A bird flying horizontally at 4.25 m/s
accidentally drops a rock it was carrying. A short time later, the rock's velocity is 13.0 m/s at -70.9°.
How much time has passed?
(Unit = s)
(Hint: the rock was originally moving with the bird.)
We can analyze the horizontal and vertical components of the rock's motion separately.
Given that the bird was flying horizontally at 4.25 m/s, the horizontal velocity of the rock when it was dropped is also 4.25 m/s.
Let's focus on the vertical component of motion. The vertical velocity of the rock when it was dropped is 0 m/s because it was moving horizontally. The final vertical velocity of the rock is given as -13.0 m/s (negative because it is moving downwards).
Using the kinematic equation, v = u + at, where v is the final velocity, u is the initial velocity, a is the acceleration, and t is the time elapsed, we can find the time elapsed for the vertical motion.
Final vertical velocity (v) = initial vertical velocity (u) + acceleration (a) * time (t)
-13.0 m/s = 0 m/s + (-9.8 m/s^2) * t
Solving for t:
-13.0 m/s = -9.8 m/s^2 * t
t = -13.0 m/s / -9.8 m/s^2
t ≈ 1.33 s
Since the rock was originally moving with the bird, the time elapsed for the rock is the same as the time elapsed for the bird. Therefore, approximately 1.33 seconds have passed.
To find the time that has passed, we can use the equation for horizontal velocity:
v = Δx / t
where v represents the horizontal velocity, Δx represents the change in horizontal distance, and t represents time.
Since the horizontal velocity remains constant at 4.25 m/s, Δx = 0. Therefore, the bird and the rock didn't cover any horizontal distance during the time interval we are interested in.
The vertical velocity of the rock changes from an unknown value to 13.0 m/s at an angle of -70.9°. From this information, we can determine the change in vertical velocity (Δv) as follows:
Δv = v_f - v_i
where v_f is the final vertical velocity (13.0 m/s) and v_i is the initial vertical velocity.
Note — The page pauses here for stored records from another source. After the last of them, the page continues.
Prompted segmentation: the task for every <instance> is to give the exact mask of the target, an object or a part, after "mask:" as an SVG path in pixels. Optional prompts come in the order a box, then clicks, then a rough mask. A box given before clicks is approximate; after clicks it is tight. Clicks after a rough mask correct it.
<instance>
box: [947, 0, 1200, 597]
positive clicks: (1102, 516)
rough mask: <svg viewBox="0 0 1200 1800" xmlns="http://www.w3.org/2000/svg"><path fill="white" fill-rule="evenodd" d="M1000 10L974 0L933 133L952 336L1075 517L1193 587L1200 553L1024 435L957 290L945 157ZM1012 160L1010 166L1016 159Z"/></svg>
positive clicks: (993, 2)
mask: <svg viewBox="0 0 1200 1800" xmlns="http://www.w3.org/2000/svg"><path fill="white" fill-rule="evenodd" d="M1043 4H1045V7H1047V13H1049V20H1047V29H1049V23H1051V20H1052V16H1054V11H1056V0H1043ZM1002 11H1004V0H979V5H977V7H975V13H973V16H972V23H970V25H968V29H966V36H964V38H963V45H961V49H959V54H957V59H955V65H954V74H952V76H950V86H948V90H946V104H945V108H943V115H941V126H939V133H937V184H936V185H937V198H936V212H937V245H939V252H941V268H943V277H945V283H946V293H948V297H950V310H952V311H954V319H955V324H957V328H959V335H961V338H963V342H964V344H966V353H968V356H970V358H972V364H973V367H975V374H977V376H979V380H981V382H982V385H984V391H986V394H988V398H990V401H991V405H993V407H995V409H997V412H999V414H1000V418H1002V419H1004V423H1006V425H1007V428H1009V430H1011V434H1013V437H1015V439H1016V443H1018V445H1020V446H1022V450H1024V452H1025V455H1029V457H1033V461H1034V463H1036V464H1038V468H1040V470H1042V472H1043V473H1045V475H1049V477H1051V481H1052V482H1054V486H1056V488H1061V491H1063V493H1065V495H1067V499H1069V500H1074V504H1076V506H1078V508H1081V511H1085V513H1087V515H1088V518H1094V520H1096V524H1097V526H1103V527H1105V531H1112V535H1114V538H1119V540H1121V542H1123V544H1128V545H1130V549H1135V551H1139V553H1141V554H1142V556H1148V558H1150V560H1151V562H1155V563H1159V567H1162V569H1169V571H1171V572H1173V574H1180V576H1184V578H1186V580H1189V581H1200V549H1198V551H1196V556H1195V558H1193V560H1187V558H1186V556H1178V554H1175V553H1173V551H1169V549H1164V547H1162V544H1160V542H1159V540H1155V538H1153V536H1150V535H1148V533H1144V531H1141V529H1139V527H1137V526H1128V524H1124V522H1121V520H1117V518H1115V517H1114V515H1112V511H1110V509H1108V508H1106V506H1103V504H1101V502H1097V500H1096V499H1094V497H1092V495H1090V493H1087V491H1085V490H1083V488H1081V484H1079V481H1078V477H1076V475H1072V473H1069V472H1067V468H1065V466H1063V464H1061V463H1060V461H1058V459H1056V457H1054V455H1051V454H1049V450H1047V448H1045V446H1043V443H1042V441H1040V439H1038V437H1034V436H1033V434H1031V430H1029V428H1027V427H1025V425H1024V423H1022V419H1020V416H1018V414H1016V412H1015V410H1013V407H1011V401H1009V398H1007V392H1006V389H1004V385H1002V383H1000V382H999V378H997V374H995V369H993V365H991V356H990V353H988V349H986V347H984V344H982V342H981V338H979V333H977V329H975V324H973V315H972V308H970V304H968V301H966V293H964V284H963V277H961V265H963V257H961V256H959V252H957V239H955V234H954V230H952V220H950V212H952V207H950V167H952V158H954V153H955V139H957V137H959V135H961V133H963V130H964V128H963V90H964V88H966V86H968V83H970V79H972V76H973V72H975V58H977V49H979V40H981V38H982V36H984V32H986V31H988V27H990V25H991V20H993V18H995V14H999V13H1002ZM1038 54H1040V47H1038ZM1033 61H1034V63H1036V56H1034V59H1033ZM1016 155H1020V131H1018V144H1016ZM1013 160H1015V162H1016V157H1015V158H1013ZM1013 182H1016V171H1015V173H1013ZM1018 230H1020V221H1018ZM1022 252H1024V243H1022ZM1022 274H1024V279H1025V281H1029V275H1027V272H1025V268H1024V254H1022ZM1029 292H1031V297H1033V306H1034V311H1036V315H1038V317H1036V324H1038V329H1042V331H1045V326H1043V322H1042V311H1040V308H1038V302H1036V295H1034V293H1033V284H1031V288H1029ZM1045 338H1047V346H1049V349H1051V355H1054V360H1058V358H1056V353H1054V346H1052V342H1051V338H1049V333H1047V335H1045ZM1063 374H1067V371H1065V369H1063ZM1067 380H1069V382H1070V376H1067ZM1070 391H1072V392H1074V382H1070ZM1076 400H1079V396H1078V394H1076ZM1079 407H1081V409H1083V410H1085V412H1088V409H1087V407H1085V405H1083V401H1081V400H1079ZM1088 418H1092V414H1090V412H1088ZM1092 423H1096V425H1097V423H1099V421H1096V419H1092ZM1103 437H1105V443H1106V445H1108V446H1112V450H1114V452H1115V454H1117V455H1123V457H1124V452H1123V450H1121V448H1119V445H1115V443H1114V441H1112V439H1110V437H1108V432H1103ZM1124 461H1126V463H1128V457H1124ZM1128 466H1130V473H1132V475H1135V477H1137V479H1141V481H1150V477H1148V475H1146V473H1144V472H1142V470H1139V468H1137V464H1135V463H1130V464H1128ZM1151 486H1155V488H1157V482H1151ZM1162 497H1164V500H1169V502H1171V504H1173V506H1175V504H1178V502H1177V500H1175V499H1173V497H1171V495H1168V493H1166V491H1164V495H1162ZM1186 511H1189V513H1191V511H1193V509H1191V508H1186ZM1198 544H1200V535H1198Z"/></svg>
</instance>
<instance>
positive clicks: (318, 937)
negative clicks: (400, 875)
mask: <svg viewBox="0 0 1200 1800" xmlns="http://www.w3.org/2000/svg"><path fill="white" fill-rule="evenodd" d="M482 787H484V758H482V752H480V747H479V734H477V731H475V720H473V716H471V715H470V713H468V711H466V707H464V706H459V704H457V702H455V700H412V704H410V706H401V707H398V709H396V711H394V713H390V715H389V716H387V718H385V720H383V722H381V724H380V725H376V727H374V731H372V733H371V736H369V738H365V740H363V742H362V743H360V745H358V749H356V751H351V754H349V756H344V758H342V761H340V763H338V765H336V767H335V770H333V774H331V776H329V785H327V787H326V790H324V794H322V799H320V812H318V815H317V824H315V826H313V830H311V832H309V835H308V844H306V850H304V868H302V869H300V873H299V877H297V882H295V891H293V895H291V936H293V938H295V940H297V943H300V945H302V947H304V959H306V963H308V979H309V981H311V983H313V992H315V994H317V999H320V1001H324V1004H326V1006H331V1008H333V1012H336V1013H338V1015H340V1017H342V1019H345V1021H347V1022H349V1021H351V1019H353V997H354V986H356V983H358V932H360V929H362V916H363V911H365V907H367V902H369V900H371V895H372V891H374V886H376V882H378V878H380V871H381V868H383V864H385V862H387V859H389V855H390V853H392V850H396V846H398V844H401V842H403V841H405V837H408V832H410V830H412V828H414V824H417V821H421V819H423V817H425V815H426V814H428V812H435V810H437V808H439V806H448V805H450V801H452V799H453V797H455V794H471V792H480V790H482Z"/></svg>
We are given the magnitude and direction of the final velocity, but we need to determine the vertical component of the initial velocity. To do this, we can use trigonometry.
Using the given angle (-70.9°), we can find the vertical component of the initial velocity (v_iy). The horizontal component (v_ix) remains constant at 4.25 m/s.
v_iy = v_i * sin(angle)
Since the rock was originally moving with the bird, both bird and rock had the same initial vertical velocity.
Therefore, v_iy = 4.25 * sin(-70.9°) = -3.766 m/s
Now, we can calculate the change in vertical velocity (Δv):
Δv = v_f - v_iy
Δv = 13.0 - (-3.766) = 16.766 m/s
Now we can find the time (t) using the equation:
Δv = a * t
where a is the acceleration due to gravity, which is approximately 9.8 m/s².
t = Δv / a
t = 16.766 / 9.8 ≈ 1.710 seconds
Therefore, approximately 1.710 seconds have passed.
To find the time that has passed, we need to use the kinematic equation for velocity with the given information.
The kinematic equation for velocity is:
vf = vi + at,
Where:
- vf is the final velocity,
- vi is the initial velocity,
- a is the acceleration,
- t is the time.
Given:
- The bird's velocity, which is also the rock's initial velocity: vi = 4.25 m/s,
- The rock's final velocity: vf = 13.0 m/s,
- The angle at which the rock moves: -70.9°.
Since the bird was flying horizontally and the rock was moving at an angle, we need to separate the velocities into their x and y components. The horizontal component of the rock's velocity will be equal to the bird's velocity.
The x-component of the rock's final velocity (vrxf) can be found using the formula:
vrxf = vix
Since the bird was flying horizontally and dropping the rock vertically, the y-component of the rock's final velocity (vryf) can be found using the formula:
vryf = viy + ayt,
Where:
- ayt is the vertical acceleration of the rock.
Since the rock is dropped, the vertical acceleration is due to gravity acting on it, and its value is 9.8 m/s^2 (assuming no air resistance).
Now, we have two equations:
vrxf = vix (Equation 1)
vryf = viy + ayt (Equation 2)
Since vrxf = 13.0 m/s and vix = 4.25 m/s, we can write:
13.0 m/s = 4.25 m/s (Equation 3)
From Equation 2, we can see that the vertical component of the rock's initial velocity (viy) is zero because the bird was flying horizontally. Therefore, Equation 2 becomes:
vryf = 0 + (9.8 m/s^2) * t
13.0 m/s = 0 + (9.8 m/s^2) * t (Equation 4)
Now, solve Equation 3 for Equation 4:
4.25 m/s = (9.8 m/s^2) * t
Solving for t, we get:
t = 4.25 m/s / (9.8 m/s^2)
t ≈ 0.433 s
Therefore, approximately 0.433 seconds have passed since the rock was dropped.